In MDL, we use a completely different approach for tying latencies, functional units, etc to instructions. Each instruction is associated with one or more independent subunit names. A subunit definition is part of the architecture spec, and is an abstract representation of the behavioral class of the instruction - without specifying the behavior - and is typically shared by a set of instructions. The architecture description ties the subunit to functional units, which are tied to cpu definitions. Its also tied to pipeline behaviors (part of the architecture spec), which are described in latency definitions (or inlined into subunit definitions, which is done in generated descriptions).

So I definitely think we have the separation you’re looking for, but maybe not exactly the syntactic sugar you’re looking for.

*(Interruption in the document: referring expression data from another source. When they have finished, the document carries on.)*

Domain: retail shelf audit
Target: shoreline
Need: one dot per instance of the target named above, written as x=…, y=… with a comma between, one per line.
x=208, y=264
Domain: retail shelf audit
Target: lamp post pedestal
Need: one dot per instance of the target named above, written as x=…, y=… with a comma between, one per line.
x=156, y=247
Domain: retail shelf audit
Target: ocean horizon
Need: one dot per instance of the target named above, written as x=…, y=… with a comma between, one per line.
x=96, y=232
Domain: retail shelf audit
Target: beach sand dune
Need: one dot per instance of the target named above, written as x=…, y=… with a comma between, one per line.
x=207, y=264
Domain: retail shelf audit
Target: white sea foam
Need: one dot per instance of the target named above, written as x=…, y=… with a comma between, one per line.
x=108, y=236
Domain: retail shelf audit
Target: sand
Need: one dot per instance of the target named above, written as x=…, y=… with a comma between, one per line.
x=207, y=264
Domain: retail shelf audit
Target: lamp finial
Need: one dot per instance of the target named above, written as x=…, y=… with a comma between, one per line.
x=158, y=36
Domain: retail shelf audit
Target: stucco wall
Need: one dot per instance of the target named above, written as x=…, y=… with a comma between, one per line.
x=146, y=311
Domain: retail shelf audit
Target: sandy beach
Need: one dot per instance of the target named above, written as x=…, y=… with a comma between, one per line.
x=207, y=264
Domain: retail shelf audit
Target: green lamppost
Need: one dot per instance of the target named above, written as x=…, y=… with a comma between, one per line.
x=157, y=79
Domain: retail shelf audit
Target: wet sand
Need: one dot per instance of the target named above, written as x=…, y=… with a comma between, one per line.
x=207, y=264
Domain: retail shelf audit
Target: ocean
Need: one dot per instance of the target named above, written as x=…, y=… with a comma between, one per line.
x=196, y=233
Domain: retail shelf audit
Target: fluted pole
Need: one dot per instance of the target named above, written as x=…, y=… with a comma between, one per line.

While tablegen instruction definitions currently specify a set of SchedReadWrite resources (which can be supplemented by InstRW records), in our approach the instruction instead specifies a subunit name. The architectural spec implements the behavioral classes, independently of the instruction definitions. Subunits can be specialized for different CPU or functional units, which I think is what you’re looking for. But today, that specialization syntax may not provide the level of separation you’d like to see. And that makes sense, and is easy to fix (since its a new DSL!).

So, let me play around with the syntax a bit, and I’ll write up some examples of how we could do it.